Craft beer sales are shooting through the roof in Britain and the number of brewers selling, buying and supplying is growing week on week

 

by ERIK HOFFMANN

There is definitely more brew where it's coming from. Here from Beavertown Brewery's stock. 

Retail company Majestic Wine reported that their sales of craft beer and spirits rose by 164% in 2014 compared with 2013, and hailed craft beer as their most promising product.

 

2014 was a good year for the beer industry as a whole, at least parts of it. The British Pub and Beer Association could report positive growth for the first time in five years, with a 1.7 per cent rise in total sales in the year’s first three fiscal quarters.

 

On-trade sales numbers are still declining, though, as the positive numbers were entirely held up by off-licence sales. It is difficult to quantify how much growth is down to craft beer sales, as there is no clear distinction of what craft is and because there are no records kept separating craft sales (i.e. independently brewed beer) from other hard data.

 

However, there is no denying that the craft segment of the sector is experiencing a continuing boom, with 70-odd micro breweries now to be found in London alone and new ones added to the scene each month.

 

“I see this as the beginning of this beer movement, this isn’t midway into it,” says Tom Cadden, Group Manager of Craft Beer Co., a London craft pub chain.
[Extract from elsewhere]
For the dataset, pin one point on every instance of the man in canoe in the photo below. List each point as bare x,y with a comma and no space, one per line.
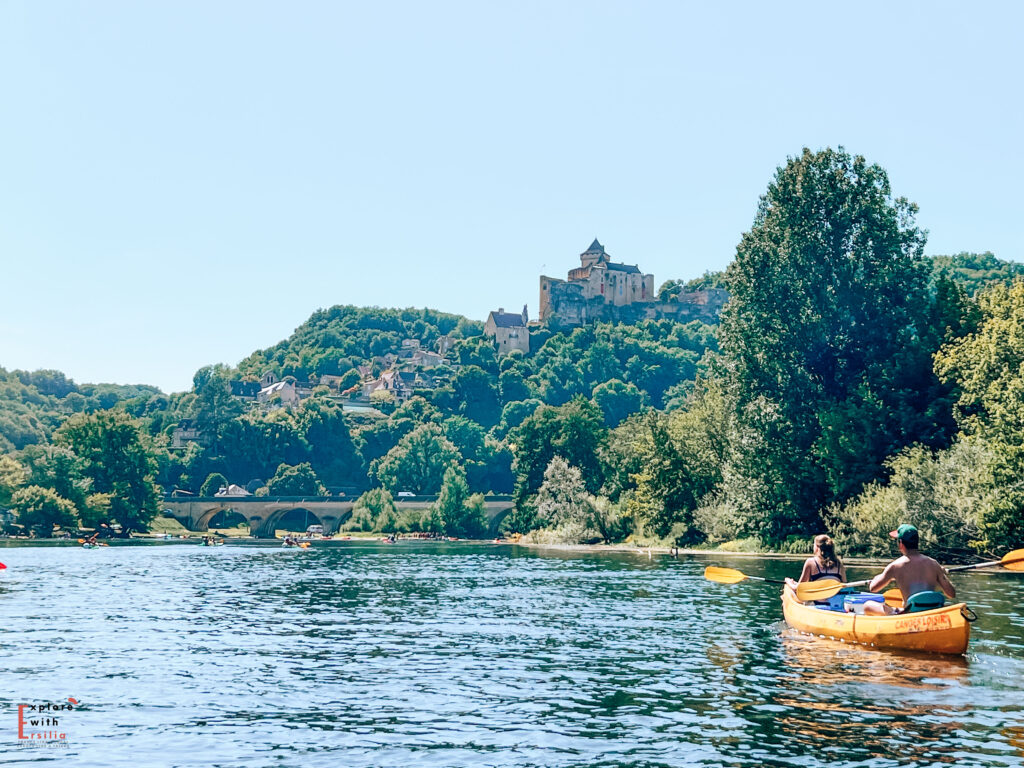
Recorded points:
913,572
He argues that there is no established pattern and that innovative products and new events are being rolled out each week.

 

Southwark now hosts ten independent breweries, more than any other London borough. In Bermondsey, a part of Southwark notorious for its rich brewing history, manufactures are having difficulties keeping up with demand.

 

“Every time we spend more money to buy more capacity, by the time it arrives it’s already built out,” says Daniel Lowe, Co-Founder of Fourpure Brewing.

 

Mr Lowe now sees the need to move to a more spacious location to increase production, and says that off-sale are definitely looking to increase their current market share of the UK beer market, and that in America craft beer accounts for 10 per cent of beer sales.

 

“Consumers are willing to pay for a product they view as better,” he says.